Friedreich ataxia (FA) is an inherited neuromuscular disease caused by mutations in the gene for frataxin. The mutation leads to a reduction in the level of frataxin protein inside mitochondria — tiny cellular "factories" that use oxygen to produce energy.
Iron is essential for this process, but if too much of it is left floating around freely inside mitochondria, it can trigger oxidative stress. Frataxin appears to act as a storage depot for iron, releasing it only when it’s needed. When frataxin is missing or defective, free iron accumulates in mitochondria, and oxidative stress damages the mitochondria. Frataxin also provides the iron needed for synthesis of several key enzymes in the mitochondria. Therefore, a deficiency of frataxin results in a deficiency of these enzymes, further reducing mitochondrial function.

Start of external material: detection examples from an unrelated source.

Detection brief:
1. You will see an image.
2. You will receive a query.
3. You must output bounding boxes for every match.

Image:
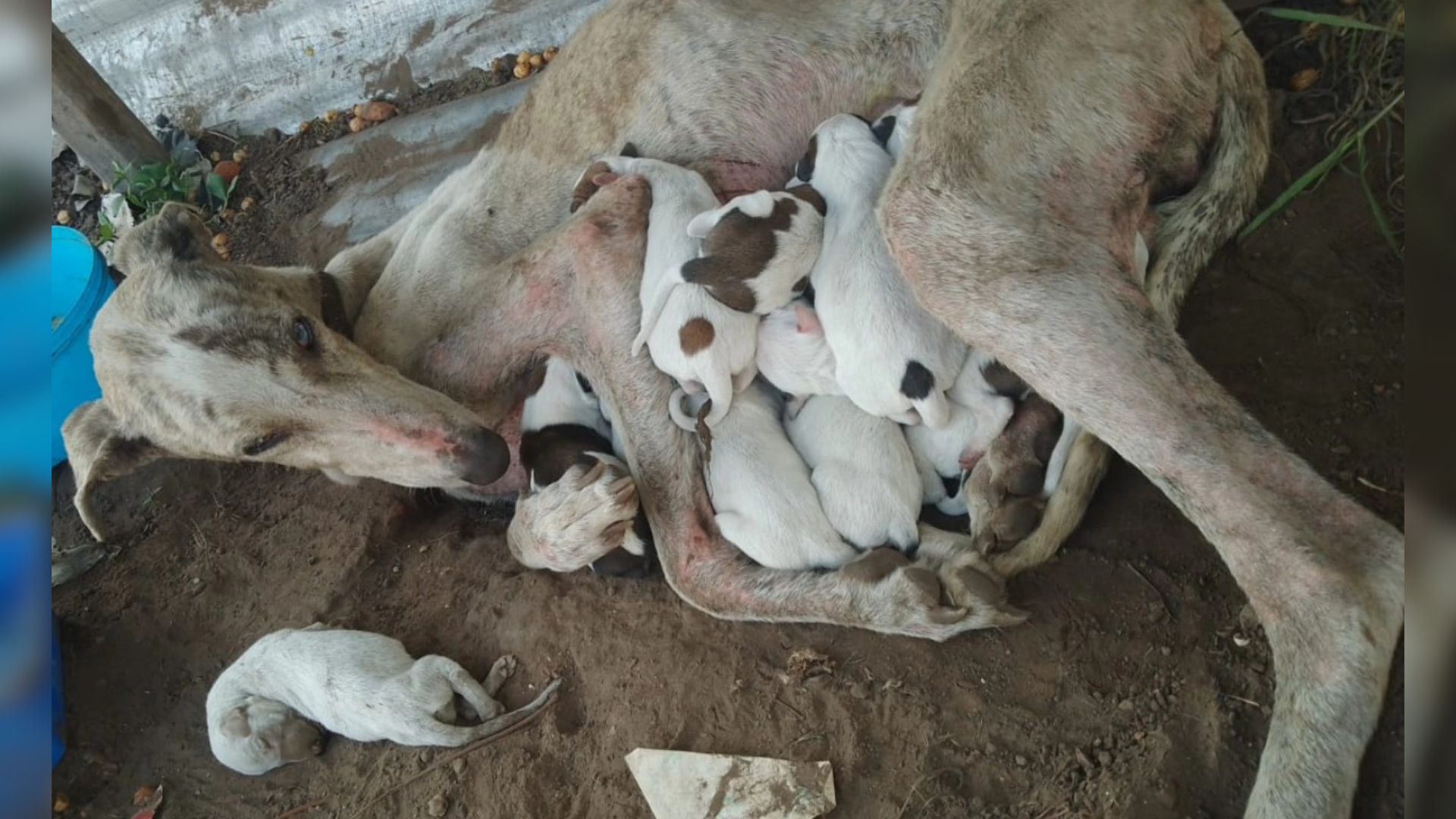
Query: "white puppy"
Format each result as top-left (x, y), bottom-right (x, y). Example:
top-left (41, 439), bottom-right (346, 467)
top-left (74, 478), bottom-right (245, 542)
top-left (755, 299), bottom-right (845, 413)
top-left (796, 114), bottom-right (965, 427)
top-left (670, 384), bottom-right (859, 570)
top-left (682, 185), bottom-right (824, 315)
top-left (573, 156), bottom-right (758, 427)
top-left (783, 395), bottom-right (920, 551)
top-left (905, 354), bottom-right (1016, 514)
top-left (207, 623), bottom-right (560, 775)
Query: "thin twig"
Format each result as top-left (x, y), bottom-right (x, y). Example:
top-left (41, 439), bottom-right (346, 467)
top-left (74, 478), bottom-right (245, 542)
top-left (1356, 475), bottom-right (1401, 495)
top-left (274, 799), bottom-right (326, 819)
top-left (350, 695), bottom-right (556, 819)
top-left (1219, 691), bottom-right (1264, 710)
top-left (1127, 564), bottom-right (1178, 620)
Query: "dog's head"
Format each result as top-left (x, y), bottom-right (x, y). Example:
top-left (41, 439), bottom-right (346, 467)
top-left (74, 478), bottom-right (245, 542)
top-left (682, 185), bottom-right (826, 313)
top-left (63, 204), bottom-right (510, 538)
top-left (207, 697), bottom-right (325, 777)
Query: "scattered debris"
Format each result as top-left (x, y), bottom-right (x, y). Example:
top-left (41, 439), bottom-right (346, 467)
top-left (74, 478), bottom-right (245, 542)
top-left (783, 648), bottom-right (834, 685)
top-left (626, 748), bottom-right (834, 819)
top-left (131, 786), bottom-right (162, 819)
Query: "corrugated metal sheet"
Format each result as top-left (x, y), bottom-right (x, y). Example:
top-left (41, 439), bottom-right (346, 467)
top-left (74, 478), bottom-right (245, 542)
top-left (51, 0), bottom-right (603, 131)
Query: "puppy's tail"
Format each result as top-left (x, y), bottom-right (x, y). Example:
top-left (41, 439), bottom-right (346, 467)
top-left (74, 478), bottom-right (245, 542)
top-left (469, 678), bottom-right (560, 742)
top-left (992, 431), bottom-right (1112, 577)
top-left (1144, 13), bottom-right (1269, 324)
top-left (632, 274), bottom-right (682, 356)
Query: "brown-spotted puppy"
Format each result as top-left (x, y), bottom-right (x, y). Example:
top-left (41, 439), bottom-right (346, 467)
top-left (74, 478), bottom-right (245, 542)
top-left (795, 114), bottom-right (965, 427)
top-left (682, 185), bottom-right (824, 315)
top-left (573, 156), bottom-right (758, 427)
top-left (505, 359), bottom-right (651, 577)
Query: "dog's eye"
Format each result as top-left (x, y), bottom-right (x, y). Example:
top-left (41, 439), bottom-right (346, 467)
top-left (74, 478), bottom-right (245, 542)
top-left (243, 430), bottom-right (293, 455)
top-left (293, 319), bottom-right (318, 350)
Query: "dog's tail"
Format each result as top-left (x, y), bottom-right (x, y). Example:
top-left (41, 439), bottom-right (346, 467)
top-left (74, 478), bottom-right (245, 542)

The frataxin gene normally contains a “trinucleotide repeat,” a section of three DNA nucleotides, G-A-A, that repeat between 5 and 30 times. This section can expand, however. Genes that cause FA have repeats longer than 65 GAA units, and may be more than a thousand units. Genes with repeats between 30 and 65 units are called “premutations,” which do not contribute to disease but are prone to expand in future generations.
Because FA is caused by loss of frataxin, therapeutic strategies include increasing production of frataxin from the patient’s own genes, inserting a normal frataxin gene, and administering normal frataxin protein. Other strategies attempt to mitigate the effects of reduced frataxin in mitochondria. These include antioxidant therapies and decreasing iron toxicity.